|German cabinet agrees 'balanced' budget in 2014
Germany's cabinet on Wednesday agreed a draft budget for 2014 said to be the first "structurally balanced'' budget -- excluding one-off items and the effects of the economic cycle -- for 40 years.
The draft foresees a deficit of 6.4 billion euros (HK$64.5 billion) in the total federal budget of 296.9 billion euros next year.
In 2015, the books would be balanced entirely, according to the draft.
The budgetary spokesman for the Free Democrats, junior partner in Chancellor Angela Merkel's government, said it was "the first time in 40 years that a government had put forward a structurally balanced budget.''
There would still be "a few one-off items amounting to six billion euros. Otherwise we would be completely balanced,'' Otto Fricke told Deutschlandfunk radio.

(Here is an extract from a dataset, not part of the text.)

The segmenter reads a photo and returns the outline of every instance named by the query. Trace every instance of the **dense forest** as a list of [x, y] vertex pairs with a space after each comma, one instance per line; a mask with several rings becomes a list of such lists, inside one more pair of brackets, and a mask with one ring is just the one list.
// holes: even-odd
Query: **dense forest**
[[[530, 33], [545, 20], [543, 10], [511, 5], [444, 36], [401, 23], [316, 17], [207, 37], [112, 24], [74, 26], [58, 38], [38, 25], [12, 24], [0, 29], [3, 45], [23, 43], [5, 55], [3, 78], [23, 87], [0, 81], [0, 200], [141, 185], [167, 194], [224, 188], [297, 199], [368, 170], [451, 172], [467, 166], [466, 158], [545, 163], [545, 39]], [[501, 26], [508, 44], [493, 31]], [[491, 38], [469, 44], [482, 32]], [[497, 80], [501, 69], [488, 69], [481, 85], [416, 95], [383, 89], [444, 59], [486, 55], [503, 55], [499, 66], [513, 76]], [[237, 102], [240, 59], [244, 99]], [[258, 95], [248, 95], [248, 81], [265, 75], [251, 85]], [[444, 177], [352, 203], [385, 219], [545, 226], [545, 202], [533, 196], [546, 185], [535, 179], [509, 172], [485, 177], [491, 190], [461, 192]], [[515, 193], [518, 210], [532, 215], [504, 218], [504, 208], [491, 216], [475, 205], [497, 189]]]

The federal budget deficit amounted to more than 44 billion euros in 2010, when Germany was recovering from one of its worst recessions in decades.
It had dropped to 22.5 billion euros by 2012 and is expected to be 17.1 billion euros in 2013.
The budget comprises just spending at a federal level. The wider public deficit, also including regional and local administrations, is used to calculate whether countries are abiding by European rules.
In 2012, Germany registered a surplus of 0.1 percent of total gross domestic product (GDP) on this measure, according to a provisional figure published in mid-January.
European Union rules state countries in the eurozone may not run a public deficit higher than three percent of GDP, and are supposed to work towards a balance, and even a surplus in times of economic growth.